Она раздвинула штору на окне, выходившем на переулок, по которому они пришли. Дождь колотил в деревянную раму. Девушка сбросила дерматиновую куртку (от ее потного тела исходил аромат сладких духов), под которой не было ничего — ни блузки, ни лифчика. На одной груди была татуировка: сердце, пронзенное деревянным колом. Лоран прикоснулся к ее груди своей призрачной рукой. Девушка вздрогнула:

— Твой рука холодный, очень холодный. — Она высунулась в открытое окно, подставляя свое разгоряченное тело хлещущим каплям дождя.
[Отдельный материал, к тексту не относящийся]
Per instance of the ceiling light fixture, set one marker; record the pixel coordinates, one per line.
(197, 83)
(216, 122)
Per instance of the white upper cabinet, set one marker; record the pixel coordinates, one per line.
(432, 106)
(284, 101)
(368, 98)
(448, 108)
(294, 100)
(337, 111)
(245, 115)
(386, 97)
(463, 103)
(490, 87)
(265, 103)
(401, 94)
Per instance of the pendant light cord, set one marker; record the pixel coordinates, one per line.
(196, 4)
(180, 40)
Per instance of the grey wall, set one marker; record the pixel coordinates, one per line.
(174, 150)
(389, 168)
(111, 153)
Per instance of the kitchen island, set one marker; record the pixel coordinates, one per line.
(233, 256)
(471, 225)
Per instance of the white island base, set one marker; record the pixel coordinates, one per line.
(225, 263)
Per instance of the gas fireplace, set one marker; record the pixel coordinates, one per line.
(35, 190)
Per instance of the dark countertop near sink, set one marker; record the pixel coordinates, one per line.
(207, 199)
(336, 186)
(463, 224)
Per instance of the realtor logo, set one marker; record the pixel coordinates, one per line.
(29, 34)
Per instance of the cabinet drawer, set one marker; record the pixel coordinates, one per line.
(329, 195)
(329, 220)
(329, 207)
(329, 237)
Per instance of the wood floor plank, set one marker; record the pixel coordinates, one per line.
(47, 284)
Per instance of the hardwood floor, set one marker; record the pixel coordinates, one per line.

С наигранной неторопливой небрежностью начала стягивать узкие джинсы, которые были всего лишь плохой подделкой под «Calvins». Теперь он мог вдохнуть аромат ее тела... горько-сладкая кровь с небольшой кислинкой — у нее недавно закончились месячные, — кровь, взбудораженная кокаином... она рассмеялась над Лораном. Эйнджел даже не понял почему. Сейчас он мог думать лишь об одном. Кровь. Горячая свежая кровь. Те несколько капель, что дала ему Хит, не смогли утолить его жажду. Кровь, думал он, кровь, чтобы заполнить эту бездонную пустоту, кровь, чтобы я смог сразиться с этим слепым стариком... эта женщина создана для того, чтобы выпить ее до дна... ее грудь отмечена знаком вампиров... и, как и все остальные, она прекрасна. Если бы она еще и любила его...

— Твоя может без резинки, если не хотеть. Моя без разница, моя жить — моя умереть. Эта зваться русская рулетка. Смешная.

Свежий запах дождя смешался с запахом пота и дешевых духов. Она повернулась к художнику, которого на самом деле здесь не было, и раскрыла объятия. Эйнджел невидимой тенью упал между ними.